Sabato 30 settembre è previsto il convegno (Ore 11) su “Olivi e viti del paesaggio antico”. Oltre al sottosegretario Borletti Buitoni parteciperanno Andreas Steiner, direttore di Archeo; Andrea Ciacci (direttore del Laboratorio di etruscologia e antichità italiche all’Università di Siena e responsabile del progetto Saenarum Vinea); Andrea Zifferero (docente di Etruscologia e antichità italiche all’Università di Siena); Alessandro Pozzebon (ricercatore al Dipartimento di ingegneria dell’informazione e scienze matematiche dell’Università di Siena); Paolo Corbini (vicedirettore dell’Associazione nazionale Città del vino); Antonio Balenzano (direttore dell’Associazione nazionale Città dell’olio). Coordinamento di Giuseppe Della Fina.
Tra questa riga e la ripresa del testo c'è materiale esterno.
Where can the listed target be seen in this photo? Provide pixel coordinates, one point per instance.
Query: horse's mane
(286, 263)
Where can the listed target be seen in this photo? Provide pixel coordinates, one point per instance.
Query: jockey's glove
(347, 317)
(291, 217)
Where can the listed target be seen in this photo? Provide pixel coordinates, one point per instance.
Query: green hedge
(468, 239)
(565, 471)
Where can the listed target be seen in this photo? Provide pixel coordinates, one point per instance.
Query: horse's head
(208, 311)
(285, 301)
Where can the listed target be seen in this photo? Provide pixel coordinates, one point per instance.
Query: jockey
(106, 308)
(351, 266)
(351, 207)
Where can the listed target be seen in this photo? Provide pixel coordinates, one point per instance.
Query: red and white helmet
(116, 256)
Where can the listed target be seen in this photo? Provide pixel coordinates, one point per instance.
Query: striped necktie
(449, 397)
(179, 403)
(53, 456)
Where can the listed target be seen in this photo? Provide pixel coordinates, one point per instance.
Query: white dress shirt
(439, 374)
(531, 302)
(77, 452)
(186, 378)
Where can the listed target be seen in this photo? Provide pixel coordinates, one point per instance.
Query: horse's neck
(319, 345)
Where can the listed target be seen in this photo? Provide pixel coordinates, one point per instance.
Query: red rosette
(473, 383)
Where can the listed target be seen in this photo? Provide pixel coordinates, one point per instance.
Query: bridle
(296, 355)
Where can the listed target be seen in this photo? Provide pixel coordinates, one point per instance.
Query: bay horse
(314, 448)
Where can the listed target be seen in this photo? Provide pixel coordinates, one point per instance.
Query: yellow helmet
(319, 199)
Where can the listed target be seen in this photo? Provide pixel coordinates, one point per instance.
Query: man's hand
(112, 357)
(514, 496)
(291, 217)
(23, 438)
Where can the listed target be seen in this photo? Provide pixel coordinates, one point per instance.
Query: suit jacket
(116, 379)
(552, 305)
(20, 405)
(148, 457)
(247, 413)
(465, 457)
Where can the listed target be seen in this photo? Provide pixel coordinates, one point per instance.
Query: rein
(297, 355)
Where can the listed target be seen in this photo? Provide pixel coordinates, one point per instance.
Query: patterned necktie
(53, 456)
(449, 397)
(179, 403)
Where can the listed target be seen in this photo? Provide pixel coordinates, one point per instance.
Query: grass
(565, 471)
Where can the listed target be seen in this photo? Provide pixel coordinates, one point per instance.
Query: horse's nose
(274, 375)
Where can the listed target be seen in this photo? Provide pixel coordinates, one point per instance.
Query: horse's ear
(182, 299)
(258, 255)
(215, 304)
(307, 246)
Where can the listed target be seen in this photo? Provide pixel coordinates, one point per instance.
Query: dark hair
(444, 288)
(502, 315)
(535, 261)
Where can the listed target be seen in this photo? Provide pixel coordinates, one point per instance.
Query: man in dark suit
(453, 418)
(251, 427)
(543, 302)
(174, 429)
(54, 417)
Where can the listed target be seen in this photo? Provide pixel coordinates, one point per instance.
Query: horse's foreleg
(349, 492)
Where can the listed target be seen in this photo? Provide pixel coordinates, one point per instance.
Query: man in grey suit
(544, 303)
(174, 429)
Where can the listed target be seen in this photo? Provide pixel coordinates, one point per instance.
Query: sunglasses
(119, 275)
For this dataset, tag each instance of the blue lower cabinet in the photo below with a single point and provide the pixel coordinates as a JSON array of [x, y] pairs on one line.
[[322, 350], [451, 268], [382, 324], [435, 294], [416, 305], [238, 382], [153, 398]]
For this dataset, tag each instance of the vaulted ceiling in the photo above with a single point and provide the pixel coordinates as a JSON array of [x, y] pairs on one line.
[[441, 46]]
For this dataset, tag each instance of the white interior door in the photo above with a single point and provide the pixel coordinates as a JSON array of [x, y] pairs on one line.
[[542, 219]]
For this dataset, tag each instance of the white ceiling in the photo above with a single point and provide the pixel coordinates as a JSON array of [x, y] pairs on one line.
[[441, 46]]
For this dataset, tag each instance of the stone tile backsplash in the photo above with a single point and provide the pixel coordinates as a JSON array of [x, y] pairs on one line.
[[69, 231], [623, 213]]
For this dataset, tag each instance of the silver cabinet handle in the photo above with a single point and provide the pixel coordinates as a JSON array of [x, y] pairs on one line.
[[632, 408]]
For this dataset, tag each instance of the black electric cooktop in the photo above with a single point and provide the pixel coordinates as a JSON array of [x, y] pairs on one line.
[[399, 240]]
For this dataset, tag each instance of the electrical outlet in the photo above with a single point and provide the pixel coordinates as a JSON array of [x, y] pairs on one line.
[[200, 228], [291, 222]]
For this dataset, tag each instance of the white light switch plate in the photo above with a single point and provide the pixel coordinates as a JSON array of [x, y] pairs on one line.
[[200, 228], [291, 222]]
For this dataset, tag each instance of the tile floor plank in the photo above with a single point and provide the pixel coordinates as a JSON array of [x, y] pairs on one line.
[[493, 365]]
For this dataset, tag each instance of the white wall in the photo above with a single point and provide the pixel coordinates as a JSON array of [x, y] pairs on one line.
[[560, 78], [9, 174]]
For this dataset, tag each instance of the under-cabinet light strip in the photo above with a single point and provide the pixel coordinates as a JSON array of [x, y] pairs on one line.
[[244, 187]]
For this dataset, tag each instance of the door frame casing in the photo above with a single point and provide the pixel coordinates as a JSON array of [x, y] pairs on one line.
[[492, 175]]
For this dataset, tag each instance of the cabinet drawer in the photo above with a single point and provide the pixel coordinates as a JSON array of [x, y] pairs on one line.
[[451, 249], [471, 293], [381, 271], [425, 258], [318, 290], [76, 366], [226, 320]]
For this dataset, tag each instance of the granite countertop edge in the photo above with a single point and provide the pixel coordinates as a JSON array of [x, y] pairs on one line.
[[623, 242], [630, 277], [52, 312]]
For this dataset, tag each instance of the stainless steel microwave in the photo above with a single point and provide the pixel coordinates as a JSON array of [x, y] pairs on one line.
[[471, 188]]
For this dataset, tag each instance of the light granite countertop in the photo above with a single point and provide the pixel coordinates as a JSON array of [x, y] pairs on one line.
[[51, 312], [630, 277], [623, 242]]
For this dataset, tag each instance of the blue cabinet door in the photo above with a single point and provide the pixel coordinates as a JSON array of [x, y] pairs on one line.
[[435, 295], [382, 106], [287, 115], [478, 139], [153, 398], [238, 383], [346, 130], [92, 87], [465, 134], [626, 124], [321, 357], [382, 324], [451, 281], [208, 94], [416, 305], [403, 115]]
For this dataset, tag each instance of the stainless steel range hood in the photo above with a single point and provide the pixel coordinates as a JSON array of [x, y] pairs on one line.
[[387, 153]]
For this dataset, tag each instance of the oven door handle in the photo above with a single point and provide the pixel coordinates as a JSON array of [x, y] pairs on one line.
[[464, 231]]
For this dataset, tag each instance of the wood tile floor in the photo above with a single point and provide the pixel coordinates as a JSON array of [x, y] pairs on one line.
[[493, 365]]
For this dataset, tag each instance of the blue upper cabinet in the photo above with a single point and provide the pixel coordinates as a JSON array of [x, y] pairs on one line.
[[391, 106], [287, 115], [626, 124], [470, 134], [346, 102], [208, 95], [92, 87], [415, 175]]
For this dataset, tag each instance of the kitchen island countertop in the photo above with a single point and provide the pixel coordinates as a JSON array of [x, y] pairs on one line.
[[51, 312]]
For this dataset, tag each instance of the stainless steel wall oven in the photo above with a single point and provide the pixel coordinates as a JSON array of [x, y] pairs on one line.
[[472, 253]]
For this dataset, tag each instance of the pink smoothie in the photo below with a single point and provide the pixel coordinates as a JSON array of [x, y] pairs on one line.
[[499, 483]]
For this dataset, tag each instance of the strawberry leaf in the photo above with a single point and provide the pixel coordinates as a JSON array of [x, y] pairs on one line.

Nel pomeriggio (ore 17) si parlerà di Tarquinia e Veio con Giovanna Bagnasco (docente di Etruscologia all’Università di Milano) e Maurizio Sannibale (direttore del Museo gregoriano etrusco). In chiusura (ore 19) aperitivo al museo, con letture di Alessandro Calonaci (voce narrante) e Giulio Stracciati (accompagnamento musicale).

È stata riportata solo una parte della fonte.